A (nova) regra de colocação pronominal no português brasileiro

Autora: Taisa Luiz Soares

Tudo no universo, na natureza e na sociedade passa por mudanças, reinvenções e/ou evolução. Com a língua não é diferente. A língua está constantemente sofrendo alterações, porque toda língua muda com o tempo. A língua que usamos hoje não é a mesma de ontem e nem será a mesma de amanhã. Se acessarmos usos mais antigos da língua, tanto em gêneros escritos quanto em orais, comprovamos essa afirmação.

Essas alterações se devem aos falantes da língua, já que não é a língua que muda por si só. São seus usuários que promovem as mudanças e inovações linguísticas. Cabe ressaltar que essas alterações iniciam a partir dos falantes mais jovens e da classe média-baixa da população. Quando tais mudanças atingem as camadas mais altas da sociedade seu uso é aceito e não mais é estigmatizado; e quando as inovações linguísticas se fazem presentes nos gêneros textuais escritos, com maior grau de monitoração, podemos dizer que se completou, definitivamente, a mudança linguística.

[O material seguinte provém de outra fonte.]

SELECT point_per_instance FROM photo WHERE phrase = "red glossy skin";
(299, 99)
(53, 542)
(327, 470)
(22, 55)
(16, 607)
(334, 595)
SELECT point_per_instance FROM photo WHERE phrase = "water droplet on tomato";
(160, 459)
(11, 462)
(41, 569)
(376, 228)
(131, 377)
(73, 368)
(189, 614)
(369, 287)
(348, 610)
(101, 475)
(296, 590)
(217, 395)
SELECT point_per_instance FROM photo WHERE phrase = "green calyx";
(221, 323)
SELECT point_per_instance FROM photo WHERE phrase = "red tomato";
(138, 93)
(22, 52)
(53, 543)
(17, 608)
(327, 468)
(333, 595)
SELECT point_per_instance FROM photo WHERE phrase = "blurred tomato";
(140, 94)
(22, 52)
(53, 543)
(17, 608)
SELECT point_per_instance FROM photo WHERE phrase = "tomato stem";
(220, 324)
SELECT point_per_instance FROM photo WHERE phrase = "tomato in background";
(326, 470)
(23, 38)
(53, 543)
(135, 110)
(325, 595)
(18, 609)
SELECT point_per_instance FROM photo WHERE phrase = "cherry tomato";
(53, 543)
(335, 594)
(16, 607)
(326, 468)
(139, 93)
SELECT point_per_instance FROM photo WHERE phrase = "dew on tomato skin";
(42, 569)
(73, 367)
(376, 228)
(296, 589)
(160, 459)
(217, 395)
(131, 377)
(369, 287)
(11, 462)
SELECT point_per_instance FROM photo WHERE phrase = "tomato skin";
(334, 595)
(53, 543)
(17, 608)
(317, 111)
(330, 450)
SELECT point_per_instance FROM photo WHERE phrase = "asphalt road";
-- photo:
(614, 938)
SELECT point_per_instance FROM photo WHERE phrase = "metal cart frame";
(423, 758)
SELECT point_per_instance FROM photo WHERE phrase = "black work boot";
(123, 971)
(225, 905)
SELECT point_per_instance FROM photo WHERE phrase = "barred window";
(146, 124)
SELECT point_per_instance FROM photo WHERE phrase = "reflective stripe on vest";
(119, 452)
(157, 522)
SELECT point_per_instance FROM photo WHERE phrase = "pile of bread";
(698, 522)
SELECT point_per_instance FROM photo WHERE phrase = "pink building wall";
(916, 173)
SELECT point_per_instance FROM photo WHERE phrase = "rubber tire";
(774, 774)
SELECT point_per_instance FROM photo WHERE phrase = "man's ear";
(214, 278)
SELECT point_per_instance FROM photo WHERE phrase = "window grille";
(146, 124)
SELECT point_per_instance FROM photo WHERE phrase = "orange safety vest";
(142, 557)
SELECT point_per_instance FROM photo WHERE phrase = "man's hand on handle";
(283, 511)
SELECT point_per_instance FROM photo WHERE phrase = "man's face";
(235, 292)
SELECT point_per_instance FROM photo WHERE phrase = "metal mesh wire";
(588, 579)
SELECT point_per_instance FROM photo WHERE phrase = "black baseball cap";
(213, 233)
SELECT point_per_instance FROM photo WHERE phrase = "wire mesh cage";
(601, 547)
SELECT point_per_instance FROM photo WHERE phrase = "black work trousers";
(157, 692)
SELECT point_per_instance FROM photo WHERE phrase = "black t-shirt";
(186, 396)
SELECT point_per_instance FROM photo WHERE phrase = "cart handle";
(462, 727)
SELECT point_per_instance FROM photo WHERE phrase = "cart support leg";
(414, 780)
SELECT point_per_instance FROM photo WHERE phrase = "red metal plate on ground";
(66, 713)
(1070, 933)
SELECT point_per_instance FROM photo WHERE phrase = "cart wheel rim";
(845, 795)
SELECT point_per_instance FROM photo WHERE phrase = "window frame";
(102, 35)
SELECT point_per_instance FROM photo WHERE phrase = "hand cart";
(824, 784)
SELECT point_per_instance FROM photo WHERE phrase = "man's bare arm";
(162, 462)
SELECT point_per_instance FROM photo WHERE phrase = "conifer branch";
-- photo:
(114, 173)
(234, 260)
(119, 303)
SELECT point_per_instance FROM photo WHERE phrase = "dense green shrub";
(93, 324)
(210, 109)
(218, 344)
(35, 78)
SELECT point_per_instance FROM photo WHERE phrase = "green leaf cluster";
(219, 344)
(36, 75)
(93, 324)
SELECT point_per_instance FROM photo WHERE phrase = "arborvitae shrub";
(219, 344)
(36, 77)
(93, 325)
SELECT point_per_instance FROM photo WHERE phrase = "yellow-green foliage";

De acordo com o linguista Marcos Bagno, não existe erro na língua; existe, sim, variação e mudança linguísticas. Para o estudioso, aquilo que “soa errado aos ouvidos” é uma variação pela qual a língua está passando e, com o passar do tempo, pode vir a consolidar-se em uma mudança linguística. Importante frisar: a mudança linguística parte de uma variação. Para se efetivar, ela depende que ocorra uma concorrência entre formas inovadoras e conservadoras. Quando a variante inovadora sucumbe à conservadora, a mudança se efetivou. Mas atenção: nem toda variação existente na língua se consolidará em uma mudança linguística.

Um bom exemplo para refletirmos sobre variação e mudança na língua portuguesa brasileira é a colocação pronominal usada pelos falantes do português brasileiro, tanto na língua oral quanto na escrita. Faço uso da expressão “português brasileiro” porque a língua portuguesa, usada em Portugal, possui características diferentes da nossa, na qual até mesmo a colocação dos pronomes átonos se dá de maneira distinta.

Conforme os manuais de gramática normativa, a colocação pronominal ocorre de três formas: em próclise, quando o pronome átono antecede o verbo (Nada lhe agradava ali.); em mesóclise, com o pronome no meio do verbo (Realizar-se-á, em maio, uma reunião de prefeitos.); e em ênclise, na qual o pronome virá após o verbo (Vendo-a entrar, José partiu.). Para cada uso, seja em próclise, mesóclise e/ou ênclise, existem regras que apontam qual a colocação que deve ser feita para cada situação. Há defensores, ferrenhos, que insistem no uso da colocação pronominal de acordo com esses manuais, estigmatizando aqueles que não seguem esse padrão.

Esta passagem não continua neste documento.